For the Symposium on Mary Anne Franks, The Cult of the Constitution (Stanford University Press, 2019).

Frank Pasquale and Danielle Keats Citron

In an arresting and powerful passage in The Cult of the Constitution, Mary Anne Franks argues that “the self-serving and irrational appropriation of constitutional principles to justify lies, harassment, discrimination, and outright violence endangers society as a whole and threatens to destroy democracy.” Indeed, a public sphere where words lose their meaning, disinformation spreads like wildfire, cyber mobs silence the vulnerable with online assaults, and hatemongers incite violence against unpopular persons or groups, is on a fast track towards both democratic decline and eroding social consensus on basic beliefs and obligations. Disinformation trafficked by state actors and adopted by guileless targets has not only frayed social cohesion, but has also caused the spread of dread diseases. Individuals beset upon by cyber mobs retreat from online social networks, undermining the aspiration of diverse voices engaged in public debate. The El Paso shooter turned hateful beliefs of fellow 8chan posters into deadly reality, killing parents, grandparents, and kids doing back to school shopping at Walmart.

After every major scandal involving public-health-endangering snake oil and other forms of disinformation, cyber mob attacks, and incitements to violence, big tech firms apologize. They promise to do better. Sometimes, they make a show of hiring more content moderators. Sometimes, they ban the worst sources of misinformation and harassment, as in the case of the banning of Alex Jones from YouTube and Facebook after years of his harassing victims of school shootings. However, every step toward safety and responsibility on platforms is in danger of reversal thanks to a brew of concern fatigue, negligence, and at bottom potential profit from eyeballs and ears drawn to arresting, graphic content.
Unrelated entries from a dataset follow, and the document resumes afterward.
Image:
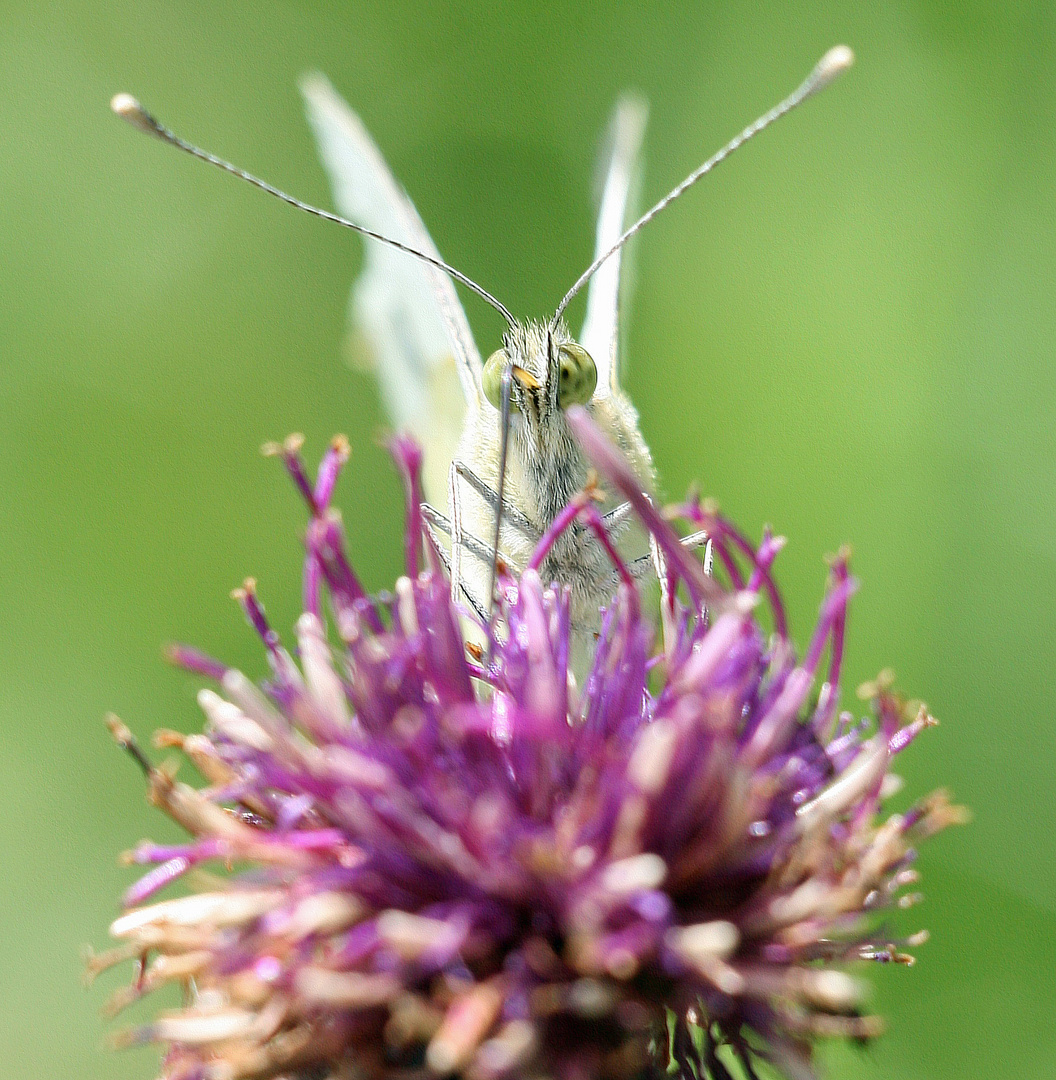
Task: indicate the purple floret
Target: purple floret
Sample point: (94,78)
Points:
(442,859)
We have seen this wash, retreat, and repeat cycle with Google and anti-Semitism. While the search giant labeled and offered counter speech to some troubling Nazi and white supremacist content in 2004, it backslid later, until it was called out by Guardian journalist Carole Cadwalladr and prominent academic Safiya Noble in 2016. By 2018, details emerged about YouTube’s algorithmic rabbit hole that was AI-optimized to lure unsuspecting viewers into alt-right content, and worse. Will Sommer and Kathleen Belew have chronicled the spread of radicalizing content on social media via closed groups and quasi-public posts. As long as tech companies optimize our automated public spheres for profit, we expect the same pattern: flurries of concern spurred by media shaming, followed by a long backsliding back into irresponsibility.
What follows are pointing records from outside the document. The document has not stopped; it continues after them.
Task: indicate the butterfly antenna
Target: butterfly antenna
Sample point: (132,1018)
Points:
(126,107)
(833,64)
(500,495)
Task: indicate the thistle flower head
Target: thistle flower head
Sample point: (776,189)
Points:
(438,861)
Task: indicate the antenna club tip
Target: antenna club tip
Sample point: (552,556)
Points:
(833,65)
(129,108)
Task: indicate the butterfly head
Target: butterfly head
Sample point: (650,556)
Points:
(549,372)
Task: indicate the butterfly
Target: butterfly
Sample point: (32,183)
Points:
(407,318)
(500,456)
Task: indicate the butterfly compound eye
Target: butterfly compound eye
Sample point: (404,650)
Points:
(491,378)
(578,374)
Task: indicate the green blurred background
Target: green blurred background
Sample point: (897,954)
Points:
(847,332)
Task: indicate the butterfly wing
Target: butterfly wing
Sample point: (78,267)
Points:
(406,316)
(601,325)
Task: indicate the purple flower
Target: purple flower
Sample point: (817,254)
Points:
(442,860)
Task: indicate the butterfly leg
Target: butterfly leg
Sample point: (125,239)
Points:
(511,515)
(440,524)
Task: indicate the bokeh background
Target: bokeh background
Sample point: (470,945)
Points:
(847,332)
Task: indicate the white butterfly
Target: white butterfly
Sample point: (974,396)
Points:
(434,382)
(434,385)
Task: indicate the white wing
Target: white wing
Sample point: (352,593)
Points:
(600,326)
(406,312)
Franks’s important book helps us understand how a combination of idealism and cynicism drives this troubling pattern. Techno-idealists at firms endeavor to “keep up” content, because it fits with the myth that the First Amendment requires companies to do so, even if their employers are profit-driven companies and not state actors, and even if the content is manifestly false and harmful. Cynics realize that such cyber-libertarianism not only lacquers a veneer of principle onto controversial decisions. They also know that this non-response is far cheaper than employing fact checkers, journalistic ombudspeople, and content moderators. To be sure, not all tech companies respond this way, especially in the face of really bad press. But in the end the combination of techno-idealism and -cynicism tends to lead to a far more hands-off approach in the end.
This is big tech’s absentee ownership problem. Massive platforms are gradually taking over parts of the public sphere once constituted by more traditional media, especially media like NPR, PBS, and the BBC that are repositories of the public trust. Also displaced are community groups and other civil society actors. The platforms are not willing to engage in the kind of structuring and vetting that was once part of a denser and richer communicative landscape. They advert to the promise of algorithmic solutions, just around the corner, that will vanquish terrorist content, hate speech, and other troubling online activity. But experts in media studies and content moderation realize that is merely an unrealistic technical solution to what is ultimately a deeply political and social problem.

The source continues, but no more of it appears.